Le Gouverneur du Mai-Ndombe, Nkoso Kevani Lebon, a lancé, jeudi 12 février à Inongo, la première réunion du Comité provincial de pilotage (COPIL) du Programme de réduction des émissions (PRE). Les travaux, organisés dans la salle épiscopale, portent notamment sur la validation du Plan de travail et budget annuel (PTBA) 2026.

La rencontre a été organisée par l’Unité de coordination des investissements du Programme d’investissement pour la forêt (UC-PIF), sous l’autorité du gouverneur de province.

Cette session d’information et d’évaluation a réuni les autorités provinciales, les délégués des entités territoriales décentralisées, les représentants des peuples autochtones et des communautés locales, ainsi que des acteurs de la société civile et du secteur privé.

Au centre des échanges figure la mise en œuvre du Contrat d’achat/vente des réductions d’émissions (CAVRE/ERPA), signé en 2018 avec le Fonds carbone de la Banque mondiale. Ce contrat prévoit la réduction vérifiée de 11 millions de tonnes de CO₂ pour un montant estimé à 55 millions de dollars américains.

Dans son mot d’ouverture, le ministre provincial en charge de l’Environnement et du Développement durable, Jean Claude Nongo Ilonga, a souligné l’importance stratégique du programme pour la province. « Le Programme de réduction des émissions constitue un levier majeur de lutte contre le changement climatique dans le Mai-Ndombe.
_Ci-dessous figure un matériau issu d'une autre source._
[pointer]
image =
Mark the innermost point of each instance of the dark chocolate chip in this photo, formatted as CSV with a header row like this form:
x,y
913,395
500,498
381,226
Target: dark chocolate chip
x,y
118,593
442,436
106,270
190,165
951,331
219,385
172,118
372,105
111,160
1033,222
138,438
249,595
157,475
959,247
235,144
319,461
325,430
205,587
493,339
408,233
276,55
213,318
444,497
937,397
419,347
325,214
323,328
Le CAVRE/ERPA représente une avancée historique dans la mise en œuvre de la stratégie nationale REDD+. Nous devons nous approprier ce processus pour garantir des résultats durables », a-t-il déclaré.

Le coordonnateur national de l’UC-PIF, Dr Clément Vangu Lutete, a salué l’engagement des autorités provinciales et réaffirmé l’accompagnement du gouvernement central. Il a annoncé le renforcement des capacités provinciales à travers la formation en passation des marchés, l’acquisition de deux véhicules et de vingt-deux motos, ainsi que la construction de forages d’eau et de bâtiments administratifs dans les territoires du Mai-Ndombe.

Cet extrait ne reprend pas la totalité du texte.